Cut Your Morning Routine in Half by Working With Your Hair's Texture
In an ideal world, everyone would wake up with flawless hair, but unless you sleep standing up, you're likely beginning your morning with some bed head. But before you default to a quick, messy bun to get you out the door as fast as you can, try taking advantage of your hair's texture to create a styled look in minimal time.
Celebrity hairstylist Nathaniel Hawkins offers tips and tricks for individuals with straight, wavy, or curly hair to try out. (Plus, he reveals his favorite products to implement into your everyday beauty routine). Follow this expert advice for an at-home blowout that looks like you just left the salon.
Start smoothing in the shower. Look for a shampoo and conditioner that contain ingredients to smooth strands (usually silicones like dimethicone), Hawkins advises. "It will help the outer cuticle of your hair lie flat, so it looks shinier once it dries," he says. Try Suave keratin infusion smoothing shampoo and the conditioner for $2.99 each.
Remove as much moisture as possible. To get your hair to dry straight in a flash, immediately wrap it in a microfiber towel like the Aquis hair towel for $24.99 at Bed Bath & Beyond. "Twist it up and give it a chance to really wick away excess moisture while you're doing something else in your morning routine," Hawkins says.
Pick the right styling product. Hawkins says straight hair typically dries two different ways: Totally smooth with nary a flyaway, or with a bit of frizz you need to squash. If you're in the first category, work a leave-in conditioner like Redken's anti-snap treatment, for $21 at Ulta, through your hair. "Sometimes straight hair needs softening, so it doesn't seem too hard and straight, and a leave-in conditioner will do that without adding unnecessary hold," he says.

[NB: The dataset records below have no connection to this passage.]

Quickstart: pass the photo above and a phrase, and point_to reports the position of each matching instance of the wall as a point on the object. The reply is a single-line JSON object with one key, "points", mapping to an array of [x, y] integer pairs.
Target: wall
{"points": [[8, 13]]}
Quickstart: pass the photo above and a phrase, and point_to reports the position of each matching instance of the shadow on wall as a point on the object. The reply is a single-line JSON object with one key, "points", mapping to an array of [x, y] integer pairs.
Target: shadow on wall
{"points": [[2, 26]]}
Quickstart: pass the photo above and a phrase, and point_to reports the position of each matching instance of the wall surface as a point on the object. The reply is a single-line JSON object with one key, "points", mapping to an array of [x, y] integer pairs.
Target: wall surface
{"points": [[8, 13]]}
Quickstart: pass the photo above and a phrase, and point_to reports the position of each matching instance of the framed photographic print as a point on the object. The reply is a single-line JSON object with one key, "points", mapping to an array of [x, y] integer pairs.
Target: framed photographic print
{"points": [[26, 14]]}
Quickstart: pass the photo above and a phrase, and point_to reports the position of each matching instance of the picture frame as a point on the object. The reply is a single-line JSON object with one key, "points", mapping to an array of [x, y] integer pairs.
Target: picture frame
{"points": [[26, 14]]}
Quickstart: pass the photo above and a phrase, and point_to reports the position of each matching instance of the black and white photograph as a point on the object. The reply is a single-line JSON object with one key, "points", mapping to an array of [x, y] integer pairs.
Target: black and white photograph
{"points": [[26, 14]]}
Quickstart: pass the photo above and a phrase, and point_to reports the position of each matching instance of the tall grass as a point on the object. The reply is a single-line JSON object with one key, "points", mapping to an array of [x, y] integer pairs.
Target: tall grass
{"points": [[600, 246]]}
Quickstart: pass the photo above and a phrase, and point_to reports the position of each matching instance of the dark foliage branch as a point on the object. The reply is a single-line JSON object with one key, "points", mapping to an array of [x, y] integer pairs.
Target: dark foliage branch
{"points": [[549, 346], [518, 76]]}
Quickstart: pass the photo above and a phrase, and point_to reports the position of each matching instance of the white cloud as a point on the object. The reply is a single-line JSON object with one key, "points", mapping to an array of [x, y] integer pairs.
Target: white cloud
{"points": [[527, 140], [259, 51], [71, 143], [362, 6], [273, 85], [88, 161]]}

If you find midday frizz creeps into your style, start your morning with a smoothing serum like Aveda smooth prep styler, $26, at Nordstrom. "Start with three pumps in your hand, add a little water to really emulsify it, then rake it through your hair starting an inch away from your roots," he says.

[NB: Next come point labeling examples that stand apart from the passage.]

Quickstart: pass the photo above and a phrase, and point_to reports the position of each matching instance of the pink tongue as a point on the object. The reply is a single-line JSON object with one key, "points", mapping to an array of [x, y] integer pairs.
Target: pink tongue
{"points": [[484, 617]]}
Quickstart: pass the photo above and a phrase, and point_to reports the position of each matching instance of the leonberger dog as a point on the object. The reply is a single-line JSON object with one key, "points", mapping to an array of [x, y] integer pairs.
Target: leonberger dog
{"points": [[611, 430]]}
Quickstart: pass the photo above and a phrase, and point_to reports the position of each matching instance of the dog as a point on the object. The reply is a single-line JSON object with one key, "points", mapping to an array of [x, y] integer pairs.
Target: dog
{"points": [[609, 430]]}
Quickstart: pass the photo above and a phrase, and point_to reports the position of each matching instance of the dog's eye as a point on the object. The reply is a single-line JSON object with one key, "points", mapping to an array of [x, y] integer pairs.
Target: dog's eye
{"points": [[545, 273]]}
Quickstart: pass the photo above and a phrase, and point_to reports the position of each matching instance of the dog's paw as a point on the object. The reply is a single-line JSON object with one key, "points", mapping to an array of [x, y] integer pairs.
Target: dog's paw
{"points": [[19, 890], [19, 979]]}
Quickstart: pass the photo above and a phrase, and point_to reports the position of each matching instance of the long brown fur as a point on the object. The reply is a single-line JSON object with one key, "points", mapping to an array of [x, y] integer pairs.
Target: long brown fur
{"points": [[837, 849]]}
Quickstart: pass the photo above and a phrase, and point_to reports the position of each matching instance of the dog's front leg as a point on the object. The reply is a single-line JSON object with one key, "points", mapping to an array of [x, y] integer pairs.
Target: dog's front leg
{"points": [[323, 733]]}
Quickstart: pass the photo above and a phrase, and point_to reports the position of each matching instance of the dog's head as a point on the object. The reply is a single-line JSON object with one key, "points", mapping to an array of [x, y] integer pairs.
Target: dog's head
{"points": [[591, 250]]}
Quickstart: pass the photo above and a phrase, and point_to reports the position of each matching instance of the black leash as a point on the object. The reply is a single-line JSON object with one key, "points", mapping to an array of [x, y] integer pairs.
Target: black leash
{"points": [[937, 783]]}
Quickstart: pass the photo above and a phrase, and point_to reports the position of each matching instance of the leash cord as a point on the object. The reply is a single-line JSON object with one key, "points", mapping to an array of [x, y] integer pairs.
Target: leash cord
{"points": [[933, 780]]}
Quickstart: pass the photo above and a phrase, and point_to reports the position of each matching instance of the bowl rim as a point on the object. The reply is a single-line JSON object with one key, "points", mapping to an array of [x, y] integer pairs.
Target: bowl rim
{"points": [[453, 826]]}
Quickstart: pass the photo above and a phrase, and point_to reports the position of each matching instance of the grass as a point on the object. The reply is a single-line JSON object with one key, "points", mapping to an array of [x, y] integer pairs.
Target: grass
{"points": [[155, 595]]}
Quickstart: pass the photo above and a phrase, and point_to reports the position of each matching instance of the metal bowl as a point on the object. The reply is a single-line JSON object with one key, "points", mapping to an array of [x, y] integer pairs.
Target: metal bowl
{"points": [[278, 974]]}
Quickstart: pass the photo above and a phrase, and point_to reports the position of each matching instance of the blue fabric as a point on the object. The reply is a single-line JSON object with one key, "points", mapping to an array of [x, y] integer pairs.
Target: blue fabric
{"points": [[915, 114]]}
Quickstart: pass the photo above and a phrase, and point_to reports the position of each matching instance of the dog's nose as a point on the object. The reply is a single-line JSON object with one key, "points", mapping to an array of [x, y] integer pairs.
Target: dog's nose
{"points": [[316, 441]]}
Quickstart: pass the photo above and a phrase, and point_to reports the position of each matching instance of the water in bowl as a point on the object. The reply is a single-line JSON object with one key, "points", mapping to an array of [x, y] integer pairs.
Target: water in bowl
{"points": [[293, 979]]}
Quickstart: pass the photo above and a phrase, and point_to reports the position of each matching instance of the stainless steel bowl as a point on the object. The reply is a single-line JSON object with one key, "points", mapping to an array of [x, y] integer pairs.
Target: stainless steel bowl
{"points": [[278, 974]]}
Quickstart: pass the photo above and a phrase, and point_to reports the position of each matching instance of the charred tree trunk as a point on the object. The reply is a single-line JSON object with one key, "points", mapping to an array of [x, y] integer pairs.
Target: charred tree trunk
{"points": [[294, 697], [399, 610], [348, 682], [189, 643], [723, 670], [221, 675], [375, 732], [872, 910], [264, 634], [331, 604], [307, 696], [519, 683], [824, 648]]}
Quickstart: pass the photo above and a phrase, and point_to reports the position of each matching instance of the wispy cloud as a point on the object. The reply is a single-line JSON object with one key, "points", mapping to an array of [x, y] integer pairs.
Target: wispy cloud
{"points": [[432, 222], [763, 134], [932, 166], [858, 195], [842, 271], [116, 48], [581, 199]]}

Set things straight with your comb. Whether you want to air-dry or speed things up with a blow dryer, use a medium-size comb to set your desired part, then detangle through the length of your hair, Hawkins says. "This makes sure there are no bumps or twists as it dries," he says. If you do want to blow-dry, switch to a vent brush, which will speed up the process. "Use your nozzle attachment, and your hair will get straight and smooth very, very quickly," he says.
Revive it the next day. To avoid repeating this process daily, sleep with your hair lifted over your pillow (instead of down by your neck, where sweat and friction could make it frizzy). The next morning, mist all over with a leave-in conditioner heat-protecting spray like Tresemmé's thermal creations spray for $4.92 at Walmart), and either blast it quickly with your drier or run a flat iron over it, Hawkins says.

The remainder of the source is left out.